Fifty Years of Communism: Theory and Practice, 1917-1967

By G. F. Hudson | Go to book overview

PREFACE

AT the time when the Communists came to power in China someone remarked that commentators on the event could be divided into those who knew something about China, but nothing about Communism, and those who knew something about Communism, but nothing about China. It is indeed extremely difficult for anyone to combine the kind of knowledge of Communism which comes from a study of its ideology and mental processes with an expertise on particular countries which are affected by the world Communist movement. Yet the attempt must be made, for if it is not, interpretations of current international affairs will either fail in understanding of one of the main political ideas of our time or else be confined to analyses of abstract doctrine without taking account of the local historical settings in which the doctrine wins its followers.

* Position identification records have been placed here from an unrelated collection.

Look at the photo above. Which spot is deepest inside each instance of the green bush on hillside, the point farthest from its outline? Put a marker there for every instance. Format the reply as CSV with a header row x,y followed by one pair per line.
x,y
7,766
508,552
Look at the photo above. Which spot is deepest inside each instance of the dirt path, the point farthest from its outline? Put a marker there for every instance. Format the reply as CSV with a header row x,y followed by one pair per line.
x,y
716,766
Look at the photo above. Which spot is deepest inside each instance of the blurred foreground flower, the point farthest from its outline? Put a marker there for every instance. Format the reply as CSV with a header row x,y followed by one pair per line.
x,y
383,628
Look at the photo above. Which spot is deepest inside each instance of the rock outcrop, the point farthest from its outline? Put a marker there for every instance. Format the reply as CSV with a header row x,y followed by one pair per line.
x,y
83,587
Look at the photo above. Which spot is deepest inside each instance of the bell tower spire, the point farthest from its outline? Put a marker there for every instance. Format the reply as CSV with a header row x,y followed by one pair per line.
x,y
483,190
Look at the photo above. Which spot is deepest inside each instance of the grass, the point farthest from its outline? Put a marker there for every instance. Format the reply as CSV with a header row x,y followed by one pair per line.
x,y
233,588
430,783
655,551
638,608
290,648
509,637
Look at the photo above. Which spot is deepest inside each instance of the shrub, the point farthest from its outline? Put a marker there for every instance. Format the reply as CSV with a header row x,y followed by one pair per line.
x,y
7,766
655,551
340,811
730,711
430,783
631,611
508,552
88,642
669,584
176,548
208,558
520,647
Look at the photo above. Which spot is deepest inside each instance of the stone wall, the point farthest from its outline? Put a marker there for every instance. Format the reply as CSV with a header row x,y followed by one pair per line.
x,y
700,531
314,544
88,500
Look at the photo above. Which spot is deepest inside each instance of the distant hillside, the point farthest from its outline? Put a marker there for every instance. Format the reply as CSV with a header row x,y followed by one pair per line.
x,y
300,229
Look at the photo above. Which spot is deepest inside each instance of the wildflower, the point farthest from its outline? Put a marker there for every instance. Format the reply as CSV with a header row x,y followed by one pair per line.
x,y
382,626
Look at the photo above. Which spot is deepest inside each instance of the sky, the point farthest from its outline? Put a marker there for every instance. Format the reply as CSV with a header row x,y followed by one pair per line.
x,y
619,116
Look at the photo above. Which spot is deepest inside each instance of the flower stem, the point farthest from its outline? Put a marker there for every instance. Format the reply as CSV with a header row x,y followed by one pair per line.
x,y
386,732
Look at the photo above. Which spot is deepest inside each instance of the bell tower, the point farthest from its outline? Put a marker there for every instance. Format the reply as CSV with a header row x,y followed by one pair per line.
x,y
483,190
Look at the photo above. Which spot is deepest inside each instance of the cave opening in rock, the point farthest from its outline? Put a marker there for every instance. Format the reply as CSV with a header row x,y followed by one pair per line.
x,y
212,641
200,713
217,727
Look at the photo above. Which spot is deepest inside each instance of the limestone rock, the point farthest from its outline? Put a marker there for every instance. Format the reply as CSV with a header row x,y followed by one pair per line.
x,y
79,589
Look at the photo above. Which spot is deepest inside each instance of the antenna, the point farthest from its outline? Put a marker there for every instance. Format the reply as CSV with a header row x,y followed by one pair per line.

This book aims at a review of the development of Communism, both in theory and practice, since the Bolshevik capture of power in Russia in 1917, with a preliminary account of the origins of Marxism and its introduction into Russia from its homeland in Western Europe. The Russian Communists modified Marxism and the Chinese Communists have modified it still more. Today a large part of mankind lives under governments which acknowledge Marx as their ideological ancestor, but Marxism has assumed strange shapes which would evoke his astonishment, and often his indignation, if he could return to this world to view the effects of his life's work.